Quem acreditava que o 3D era fogo de palha, fadado a ir para escanteio assim que a tecnologia deixasse de ser novidade e chamariz de público , teve de reconsiderar essa posição desde o ano passado. Filmes como o documentário Pina, do diretor alemão Wim Wenders, e A Invenção de Hugo Cabret, do norte-americano Martin Scorsese, provaram que, nas mãos de criadores inventivos, capazes de identificar na tridimensionalidade um território fértil para experimentações de linguagem, o recurso pode ser bem mais do que mero artifício. E veio para ficar.
Basta uma passada de olhos pela seção de filmes de megastores para notar que a seção de blu-rays em 3D vem gradativamente crescendo (leia mais nesta página). Nas locadoras, começa a ocorrer o mesmo fenômeno. E por uma razão muito simples: pode ser frustrante assistir da forma tradicional a alguns títulos concebidos, em termos estéticos e narrativos, a partir das possibilidades proporcionadas pela tridimensionalidade. É o caso de A Invenção de Hugo Cabret e de As Aventuras de Tintim, de Steven Spielberg, que chegam neste mês às locadoras.
O filme de Scorsese, vencedor de cinco Oscars neste ano (fotografia, efeitos visuais, direção de arte, edição de som e mixagem de som), é, sem exagero, uma obra-prima que faz o uso mais inteligente da tecnologia 3D em Hollywood de que se tem notícia até o momento. Conta a tocante história de Hugo (Asa Butterfield) um garoto inglês que vive na Paris do fim dos anos 1920, início da década de 30. Mais precisamente em uma estação de trem, onde faz o serviço do tio, que vive bêbado: manter em funcionamento os inúmeros relógios do local, numa época de deslumbramento com a tecnologia. Também sobrevive graças a pequenos furtos, sobretudo de comida.
Hugo mantém, em segredo, uma espécie de robô, deixado como herança pelo pai (Jude Law), um relojoeiro morto em um incêndio antes de explicar para que servia a máquina, ou como fazê-la funcionar.
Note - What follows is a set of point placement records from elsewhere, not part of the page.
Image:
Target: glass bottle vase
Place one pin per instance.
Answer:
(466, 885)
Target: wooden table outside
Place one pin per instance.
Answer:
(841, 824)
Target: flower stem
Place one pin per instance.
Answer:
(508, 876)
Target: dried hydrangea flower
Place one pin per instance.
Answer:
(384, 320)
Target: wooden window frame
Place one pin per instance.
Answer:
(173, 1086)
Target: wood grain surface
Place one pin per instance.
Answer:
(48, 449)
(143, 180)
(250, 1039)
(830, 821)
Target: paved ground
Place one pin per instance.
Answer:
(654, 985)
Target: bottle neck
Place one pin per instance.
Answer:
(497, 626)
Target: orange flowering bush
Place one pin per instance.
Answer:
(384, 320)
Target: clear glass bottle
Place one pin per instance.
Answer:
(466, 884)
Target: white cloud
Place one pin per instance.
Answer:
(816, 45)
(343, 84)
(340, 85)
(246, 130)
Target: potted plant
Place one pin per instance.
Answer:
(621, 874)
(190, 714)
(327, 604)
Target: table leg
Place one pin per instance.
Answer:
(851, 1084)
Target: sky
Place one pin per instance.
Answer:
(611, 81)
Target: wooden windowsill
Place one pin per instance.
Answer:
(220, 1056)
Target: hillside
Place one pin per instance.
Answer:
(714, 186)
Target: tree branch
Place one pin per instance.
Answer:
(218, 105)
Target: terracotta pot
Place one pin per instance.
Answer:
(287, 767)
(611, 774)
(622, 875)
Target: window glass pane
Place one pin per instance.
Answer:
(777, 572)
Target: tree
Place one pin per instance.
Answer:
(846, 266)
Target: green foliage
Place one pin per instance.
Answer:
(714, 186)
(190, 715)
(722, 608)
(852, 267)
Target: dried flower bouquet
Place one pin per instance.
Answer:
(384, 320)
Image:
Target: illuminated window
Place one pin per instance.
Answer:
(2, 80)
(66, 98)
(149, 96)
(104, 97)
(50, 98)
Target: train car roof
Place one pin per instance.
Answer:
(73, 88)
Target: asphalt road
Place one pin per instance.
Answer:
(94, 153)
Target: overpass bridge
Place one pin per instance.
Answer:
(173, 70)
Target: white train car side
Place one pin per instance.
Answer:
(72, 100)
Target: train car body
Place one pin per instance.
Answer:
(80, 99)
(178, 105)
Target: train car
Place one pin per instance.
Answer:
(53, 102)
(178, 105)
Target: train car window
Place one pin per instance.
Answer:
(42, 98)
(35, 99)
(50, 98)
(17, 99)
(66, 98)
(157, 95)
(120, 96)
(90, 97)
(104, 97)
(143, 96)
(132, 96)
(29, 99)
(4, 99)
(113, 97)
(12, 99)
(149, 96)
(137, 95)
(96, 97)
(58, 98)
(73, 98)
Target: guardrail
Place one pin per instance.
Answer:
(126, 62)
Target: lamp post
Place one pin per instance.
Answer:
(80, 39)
E o filho guarda a esperança de que a criatura metálica, quando acionada, de alguma forma torne sua vida menos solitária.
Na mesma estação, o garoto também anda às turras com um certo senhor de idade (Ben Kingsley), dono de uma oficina de brinquedos. Sua afilhada, Isabelle (Chloë Grace Moretz), uma garota inteligente, fascinada por livros, se torna amiga e companheira de aventuras de Hugo é emocionante a sequência em que os dois vão juntos, pela primeira vez, ao cinema, refúgio favorito do garoto e onde ela jamais tinha posto os pés, proibida pelo padrinho.
Adaptação de um livro de Brian Selznick, A Invenção de Hugo Cabret conta a jornada de um menino em busca de amizade, de um lar, e que luta para escapar da marginalidade e da solidão. E é também uma deslumbrante homenagem ao cinema, sobretudo àquele feito pelo diretor francês George Méliès (1861-1938), pioneiro na utilização do invento dos irmãos Lumière para contar histórias fantásticas, já com toques de ficção científica, como o clássico Viagem à Lua (1902).
Tintim
As Aventuras de Tintim venceu o Globo de Ouro de melhor animação, mas nem foi indicado ao Oscar na categoria, por ser considerado um híbrido no intuito de emprestar mais realismo aos personagens e à propria trama, Spielberg combinou a técnica de captura de movimentos digital de atores reais com um acabamento em animação em 3D, o que o desclassificou.
O filme tem como grande mérito e o maior defeito a reverência pela obra do quadrinista Hergé, compartilhada pelo diretor Steven Spielberg e pelo produtor Peter Jackson, que deverá assinar o próximo episódio do que foi pensado para ser uma trilogia.
Neste primeiro filme, o repórter Tintim (dublado na versão original por Jamie Bell, de Billy Elliot) e seu cão Milu tropeçam em uma feira de rua no modelo de um navio antigo que contém um segredo valioso. O aguçado faro do repórter o leva a tentar desvendar o mistério e o coloca na mira de Ivan Ivanovitch Sakharin (dublado por Daniel Craig, o atual James Bond), um vilão diabólico, que suspeita que Tintim roubou pistas para a descoberta de um tesouro valioso, perdido há séculos em um navio chamado Licorne, afundado nas profundezas do mar.
O resultado é visualmente deslumbrante, um marco do gênero, embora o roteiro não seja o ponto forte do filme, concebido com uma obra em 3D e que, em duas dimensões, perde muito de seu impacto visual.